Volvió del teléfono e invitó a unos pasitos de baile a la viuda Fourie, que lo empujó haciendo que aterrizaran juntos sobre el sofá.
—Venga Trompie, dime qué te ha dicho.
—Me invitó al funeral de Boetie mañana por la tarde… toda la tropa de la escuela estará allí. Los cadetes de último curso van a disparar unas salvas en su memoria.
La viuda le clavó el puño en el estómago.
—Habla o te enteras.
Menudo puñetazo, por cierto.
—Al principio mucho rodeo, muchas vueltas para acá y para allá, y después va y me dice que hace unas tres semanas Boetie fue a visitarle para hablarle de los pajaritos y las abejas. Parece muy acostumbrado a este tipo de preguntas. A lo que vamos: alecciona a Boetie en toda regla… que si los espermatozoos, los ovarios, el útero, todo eso… Entonces el pastor se calló y tuve que trabajarle bastante para que soltase el resto. Se notaba que era lo del asesinato lo que le preocupaba.
—¡Continúa!
Con directos como ése, la viuda tenía las puertas abiertas en la brigada.
—Parece que Boetie dejó escandalizó al hombre cuando le preguntó en qué posición se hacía exactamente. Tuvo que hacerle un dibujo y todo, pero asegura que lo quemó enseguida.
—Delicioso.
—Espera un poco. Va Boetie ¿y sabes qué? —cito textualmente al pastor—: «Me hace una pregunta extrañísima sobre si la mujer podía ocupar la posición dominante. ¿Será posible?». Ahí es donde noté al Pastor descompuesto al teléfono: «¡Enseguida le puse los puntos sobre las íes! ¿Quién le habría metido tan diabólica y absurda idea en su cabeza?».
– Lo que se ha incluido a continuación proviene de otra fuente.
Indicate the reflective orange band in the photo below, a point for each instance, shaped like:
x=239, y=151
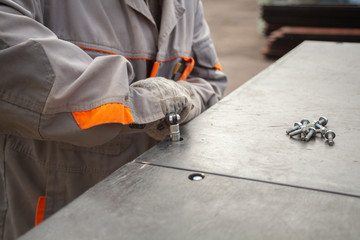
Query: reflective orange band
x=108, y=113
x=188, y=69
x=155, y=69
x=40, y=209
x=218, y=66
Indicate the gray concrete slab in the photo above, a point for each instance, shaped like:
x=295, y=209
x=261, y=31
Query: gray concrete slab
x=147, y=202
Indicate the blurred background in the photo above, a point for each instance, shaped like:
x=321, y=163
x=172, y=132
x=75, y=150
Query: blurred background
x=249, y=35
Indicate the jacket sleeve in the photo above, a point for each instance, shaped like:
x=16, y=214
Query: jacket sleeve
x=50, y=89
x=206, y=77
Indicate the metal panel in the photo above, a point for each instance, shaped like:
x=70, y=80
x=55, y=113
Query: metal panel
x=148, y=202
x=244, y=135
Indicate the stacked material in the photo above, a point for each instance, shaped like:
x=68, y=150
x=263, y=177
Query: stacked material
x=287, y=25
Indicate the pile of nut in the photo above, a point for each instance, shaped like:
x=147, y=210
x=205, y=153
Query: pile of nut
x=307, y=130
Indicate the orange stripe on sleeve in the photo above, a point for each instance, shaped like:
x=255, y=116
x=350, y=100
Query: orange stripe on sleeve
x=40, y=209
x=108, y=113
x=218, y=66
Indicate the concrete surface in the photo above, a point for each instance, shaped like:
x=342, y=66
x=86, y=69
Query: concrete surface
x=234, y=30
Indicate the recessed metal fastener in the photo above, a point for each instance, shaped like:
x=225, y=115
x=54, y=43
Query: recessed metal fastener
x=310, y=134
x=330, y=135
x=297, y=126
x=196, y=176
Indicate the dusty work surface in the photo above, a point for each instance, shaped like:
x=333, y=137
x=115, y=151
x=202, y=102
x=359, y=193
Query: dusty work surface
x=259, y=183
x=244, y=135
x=148, y=202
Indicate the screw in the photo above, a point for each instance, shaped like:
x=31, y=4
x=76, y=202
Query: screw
x=321, y=122
x=305, y=122
x=322, y=130
x=330, y=135
x=296, y=127
x=311, y=133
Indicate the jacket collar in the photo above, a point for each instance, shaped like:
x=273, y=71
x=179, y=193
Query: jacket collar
x=172, y=11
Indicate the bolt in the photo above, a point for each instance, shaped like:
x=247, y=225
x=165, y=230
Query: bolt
x=299, y=131
x=296, y=127
x=321, y=122
x=330, y=135
x=174, y=127
x=305, y=122
x=311, y=133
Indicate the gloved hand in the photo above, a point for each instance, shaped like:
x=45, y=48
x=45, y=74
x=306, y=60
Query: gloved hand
x=174, y=97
La viuda Fourie se puso colorada, más guapa que nunca. Era un alma cándida, en el fondo.
—Así que era eso lo que vio Boetie: una persona sentada sobre Andy junto a la piscina.
—Eso es, y yo podría haber llegado a esta conclusión mucho antes de no ser porque pensé que esos mensajes cifrados estaban en orden… El segundo era obviamente la segunda parte del primero. Entonces la chica ésa… etcétera. Ya lo creo que tenía sus dudas el crío…
—Pero entonces, ¿cómo murió Andy?
—Me queda por hacer un pequeño experimento antes de responder a esa pregunta.
—¿O sea, que ya te vas?
—No, no… hay tiempo de sobra.
Reconciliados por obra y milagro de la impaciencia que atenazaba a Kramer, en poco menos de una hora la viuda Fourie estaba boca arriba, en posición, como un encantador conejillo de indias encima de la mesa del laboratorio.